I had read in an old TFH article and it seemed to be that the yellowfin
shiner with yellow head and fins breeding male was from Broad river area. Dave,
thanks for the info. Now, I forgot whether or not I asked this question before,
but has anybody here keep and breed saffron and Tennessee shiners? Will they hold
their color in warmwater tank? I have seen some Tennessee shiners at the
Tennessee aquarium last May and they are among the reddest real life cyprinids I
have seen. Another question: how many color form are there of rough shiner and
what the normal and breeding color are actually like? Anything comparable to
taillight and yellowfin shiners? Are there any other red minnow in the Southeast
About B.G. comment...well, well...if a lot of people in NA have an interest
in tropicals then it is sooner or later people around the world [eg. me] will be
interested in NA natives since many NA shiners and darters are among the most
colorful freshwater fishes.

Dave Neely wrote:

> Tony,
> >Thanks for these and everyone's info. I have seen the breeding male >color
> >of the taillight only in Peterson's guide. In all other books I >read
> >there is no pic of bright red breeding male so I always wonder if >the fish
> >is really red. Next question: how many morph/races of >yellowfin and
> >greenhead shiner have been kept/bred by anyone here? I >have seen male of
> >the red fin morph color up to light pink/red all >over the body with loads
> >of tubercles on the head [especially the >forehead] and try to spawn with
> >the female. The color seems different >than red with yellow head and fins
> >seen on underwater pics in some >other fish books and magazines.
> "Morph"? Hmmph!
> Rob Wood and Rick Mayden (1992, Copeia, pp 68-81) looked at allozyme
> variation across the range of both N. chlorocephalus and N. lutipinnis, to
> test the purported "intergradation" between the two. Notropis chlorocephalus
> is a valid species, and what we currently recognize as N. lutipinnis is a
> paraphyletic complex of three diagnosable species. This is corroborated by
> nuptial coloration and pharyngeal dentition patterns- males from the
> Chattahoochee to Savannah drainages typically have red fins, Santee-Broad
> River fish have yellow fins, and Lynches Creek (Pee Dee) pops have white or
> yellowish fins. There was no evidence of intergression or intergradation
> whatsoever. Don't hold your breath for a species description... Rob's busy
> with Nothonotus and Rick is, well, busy on everything else except
> Hydrophlox. (Hey Bruce- here's your golden opportunity!! ;)
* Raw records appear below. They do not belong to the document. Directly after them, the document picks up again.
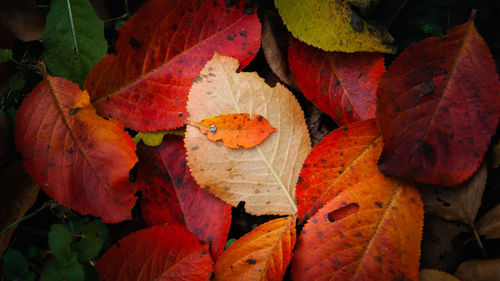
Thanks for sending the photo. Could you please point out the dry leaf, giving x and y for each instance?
(489, 225)
(457, 204)
(443, 243)
(264, 177)
(275, 36)
(436, 275)
(479, 270)
(17, 194)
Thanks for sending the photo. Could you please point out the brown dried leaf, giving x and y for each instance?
(264, 177)
(479, 270)
(23, 18)
(489, 225)
(443, 243)
(436, 275)
(274, 41)
(459, 203)
(18, 193)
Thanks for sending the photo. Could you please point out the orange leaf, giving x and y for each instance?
(370, 230)
(236, 130)
(262, 254)
(167, 253)
(78, 158)
(338, 158)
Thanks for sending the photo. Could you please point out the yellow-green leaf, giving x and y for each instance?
(332, 26)
(155, 138)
> Take the "New Testament" (Page and Burr 1994*) with a grain of salt- it's a
> good place to start, but there's a LOT of undescribed diversity out there.
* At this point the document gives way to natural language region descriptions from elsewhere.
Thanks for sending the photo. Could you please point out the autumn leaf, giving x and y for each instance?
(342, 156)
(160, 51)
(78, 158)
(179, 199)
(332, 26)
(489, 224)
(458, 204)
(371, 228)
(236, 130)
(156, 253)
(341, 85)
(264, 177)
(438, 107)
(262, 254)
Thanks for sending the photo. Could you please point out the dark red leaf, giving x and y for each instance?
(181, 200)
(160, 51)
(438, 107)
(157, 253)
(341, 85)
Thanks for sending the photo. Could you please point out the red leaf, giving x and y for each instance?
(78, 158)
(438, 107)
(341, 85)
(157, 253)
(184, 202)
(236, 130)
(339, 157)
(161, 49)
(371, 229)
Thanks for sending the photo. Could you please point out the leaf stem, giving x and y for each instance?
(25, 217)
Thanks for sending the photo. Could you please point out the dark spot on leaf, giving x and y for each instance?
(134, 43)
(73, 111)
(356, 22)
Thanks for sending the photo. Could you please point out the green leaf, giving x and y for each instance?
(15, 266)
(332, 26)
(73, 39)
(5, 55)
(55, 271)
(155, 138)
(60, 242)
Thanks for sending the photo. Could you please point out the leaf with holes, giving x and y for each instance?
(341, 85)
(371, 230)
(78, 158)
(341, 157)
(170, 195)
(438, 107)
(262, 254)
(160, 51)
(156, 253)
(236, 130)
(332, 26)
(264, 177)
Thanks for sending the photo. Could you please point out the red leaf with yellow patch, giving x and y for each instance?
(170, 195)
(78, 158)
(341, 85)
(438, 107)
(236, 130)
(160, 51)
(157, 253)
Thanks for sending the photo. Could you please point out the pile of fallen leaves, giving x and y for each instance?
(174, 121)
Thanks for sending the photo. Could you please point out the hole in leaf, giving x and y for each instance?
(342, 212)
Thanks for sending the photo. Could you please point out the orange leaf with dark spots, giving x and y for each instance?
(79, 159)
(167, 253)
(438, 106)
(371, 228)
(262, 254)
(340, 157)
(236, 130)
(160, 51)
> Anybody that tells you that the NA ichthyofauna is already taken care of is
> deluding themself.
> As for keeping them in aquaria, they do exceedingly well, eat flake food
> voraciously, and would probably be very easy to breed (mine are in a packed
> community tank- any eggs would get scarfed immediately). They maintain their
> color quite well...
> cheers,
> Dave
> * for those unfamiliar with the nomenclature, many NA ichthyologists refer
> to Lee et. al's (1980) Atlas of freshwater fishes as the "Old Testament."